En un mundo donde los símbolos y las formas todavía importan, Volodímir Zelensky, el presidente de Ucrania, volvió a demostrar su desprecio por el protocolo, por el respeto a los espacios solemnes y por las normas básicas de diplomacia. Esta vez, el escenario fue nada menos que el Vaticano, durante las exequias del Papa Francisco, un acto solemne donde los jefes de Estado de todo el mundo se dieron cita para rendir honores, vestidos de manera impecable, como exige la ocasión. Todos menos uno.
Zelensky, fiel a su estilo desaliñado y provocador, apareció vestido como si viniera de cualquier esquina, enfundado en su ya tristemente célebre uniforme de campaña, esta vez en color negro. Más propio de una reunión con mercenarios que de una ceremonia fúnebre de talla mundial. Mientras los demás líderes portaban trajes oscuros, corbatas de respeto y galas de Estado, el ucraniano optó por presentarse como harapiento, sin una gota de dignidad para honrar al Sumo Pontífice.
No es la primera vez que Zelensky rompe con las normas básicas del decoro. Recordemos su visita a la Casa Blanca, donde, en vez de un atuendo formal, llegó con el mismo vestuario de guerrillero urbano, queriendo vender la imagen de víctima en resistencia. Sin embargo, el hombre que pide dinero a medio mundo y no rinde cuentas de los miles de millones recibidos, es hoy un billonario, que no disimula su fortuna pero tampoco la usa para mostrarse mínimamente presentable.
La excusa de Zelensky es conocida: ha dicho que no usará saco y corbata hasta que «gane la guerra contra Rusia». Una guerra que, por cierto, solo ha traído devastación a su pueblo mientras él pasea por el mundo extendiendo la mano para recibir más fondos, sin explicar nunca dónde terminan esos recursos.
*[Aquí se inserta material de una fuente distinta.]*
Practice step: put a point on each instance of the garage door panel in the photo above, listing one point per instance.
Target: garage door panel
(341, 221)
Mientras Ucrania se desangra, él vive la vida de un magnate y sigue usando la fachada de líder en trincheras para disfrazar su corrupción.
El Vaticano, epicentro de la solemnidad mundial, no merecía ser escenario de tal irrespeto. Mientras los dignatarios llegaban para despedir al Papa Francisco en un acto cargado de simbolismo y recogimiento, Zelensky rompió la atmósfera, apareciendo como si llegara de una reunión clandestina. Las imágenes son elocuentes: entre galas diplomáticas y uniformes de protocolo, él desentona como un forastero sin brújula.
Su presencia harapienta, más que un acto de resistencia, es una bofetada a la diplomacia, una clara señal de que ni en la muerte ajena respeta las tradiciones. Porque quien no respeta el luto de los pueblos, difícilmente respeta la vida. Zelensky ha hecho de la guerra su disfraz, pero detrás de ese uniforme gastado se esconde el rostro de un billonario que no honra ni la guerra ni la paz.
Y mientras sigue prometiendo que, cuando gane la guerra, se vestirá «como un hombre de Estado», queda la pregunta en el aire: ¿cuánto más tiene que hundirse Ucrania para que él se dignifique? Por lo visto, la dignidad no está en su guardarropa.